Une guerre que beaucoup imaginaient réglée en quelques semaines dure maintenant depuis plus de quatre ans. Pour une puissance militaire comme la Russie, cette durée a un coût considérable en hommes, en matériel, en économie et en prestige. L'Ukraine, que plusieurs considéraient comme largement inférieure, a réussi à résister et à infliger une véritable guerre d'usure à Moscou.
À mes yeux, Trump représente une porte de sortie potentielle pour Poutine. Si une administration américaine réduit son soutien à l'Ukraine ou pousse davantage vers une négociation, le Kremlin pourrait obtenir une occasion de figer le conflit dans des conditions plus favorables qu'en poursuivant indéfiniment la guerre.
Il ne faut pas confondre capacité de résistance et victoire stratégique. La Russie conserve des avantages militaires et territoriaux, mais son objectif initial d'une victoire rapide n'a manifestement pas été atteint. En géopolitique, l'image compte autant que les gains territoriaux : lorsqu'une grande puissance est empêtrée pendant des années face à un voisin qu'elle pensait dominer rapidement, cela affecte inévitablement sa crédibilité.

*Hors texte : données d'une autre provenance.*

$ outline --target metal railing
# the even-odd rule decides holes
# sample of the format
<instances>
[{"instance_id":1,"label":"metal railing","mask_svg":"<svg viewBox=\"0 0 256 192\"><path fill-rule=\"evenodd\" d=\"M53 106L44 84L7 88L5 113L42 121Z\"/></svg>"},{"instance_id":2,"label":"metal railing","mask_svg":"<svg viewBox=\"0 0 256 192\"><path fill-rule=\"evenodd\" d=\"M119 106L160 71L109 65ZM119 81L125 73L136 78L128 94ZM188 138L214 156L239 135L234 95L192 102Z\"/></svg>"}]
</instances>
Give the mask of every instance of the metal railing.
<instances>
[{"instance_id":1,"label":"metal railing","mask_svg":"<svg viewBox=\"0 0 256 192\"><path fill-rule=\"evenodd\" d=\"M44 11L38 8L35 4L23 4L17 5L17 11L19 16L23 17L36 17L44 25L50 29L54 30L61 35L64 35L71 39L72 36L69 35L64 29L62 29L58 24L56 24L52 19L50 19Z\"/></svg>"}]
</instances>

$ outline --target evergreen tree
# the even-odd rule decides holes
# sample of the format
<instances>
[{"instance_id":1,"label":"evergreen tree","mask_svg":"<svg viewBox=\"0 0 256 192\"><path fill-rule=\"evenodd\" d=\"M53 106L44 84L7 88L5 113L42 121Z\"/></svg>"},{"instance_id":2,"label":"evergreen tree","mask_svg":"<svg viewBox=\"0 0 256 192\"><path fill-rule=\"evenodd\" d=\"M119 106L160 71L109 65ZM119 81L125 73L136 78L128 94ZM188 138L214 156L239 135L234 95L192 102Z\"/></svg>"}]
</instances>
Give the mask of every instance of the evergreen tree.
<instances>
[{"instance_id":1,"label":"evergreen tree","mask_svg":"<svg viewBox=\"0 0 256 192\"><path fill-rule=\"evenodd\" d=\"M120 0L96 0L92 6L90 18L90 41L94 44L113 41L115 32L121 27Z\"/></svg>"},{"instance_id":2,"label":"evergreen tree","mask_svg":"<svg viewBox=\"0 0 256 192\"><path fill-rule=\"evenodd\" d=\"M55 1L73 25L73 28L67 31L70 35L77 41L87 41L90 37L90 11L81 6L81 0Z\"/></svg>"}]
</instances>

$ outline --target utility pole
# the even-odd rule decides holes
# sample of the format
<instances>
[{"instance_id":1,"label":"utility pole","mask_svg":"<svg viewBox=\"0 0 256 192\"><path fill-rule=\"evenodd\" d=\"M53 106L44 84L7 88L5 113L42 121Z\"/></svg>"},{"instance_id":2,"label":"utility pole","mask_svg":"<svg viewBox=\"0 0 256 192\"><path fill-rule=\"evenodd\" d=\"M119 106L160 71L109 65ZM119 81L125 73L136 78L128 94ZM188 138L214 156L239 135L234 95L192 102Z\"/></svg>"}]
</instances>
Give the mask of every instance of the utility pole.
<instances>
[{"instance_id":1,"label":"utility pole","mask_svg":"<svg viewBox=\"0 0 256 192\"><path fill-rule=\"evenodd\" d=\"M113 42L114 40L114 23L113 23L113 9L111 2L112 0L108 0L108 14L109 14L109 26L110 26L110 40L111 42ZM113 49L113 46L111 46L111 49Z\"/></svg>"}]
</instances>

C'est d'ailleurs pour cela que Zelensky adopte souvent un ton défiant : il sait que, sur le plan symbolique, le simple fait que son pays tienne encore après plusieurs années est déjà présenté comme un revers pour Moscou. Cela ne signifie pas que l'Ukraine a gagné la guerre, mais cela montre que la Russie n'a pas obtenu la victoire décisive qu'elle recherchait au départ. C'est une distinction essentielle.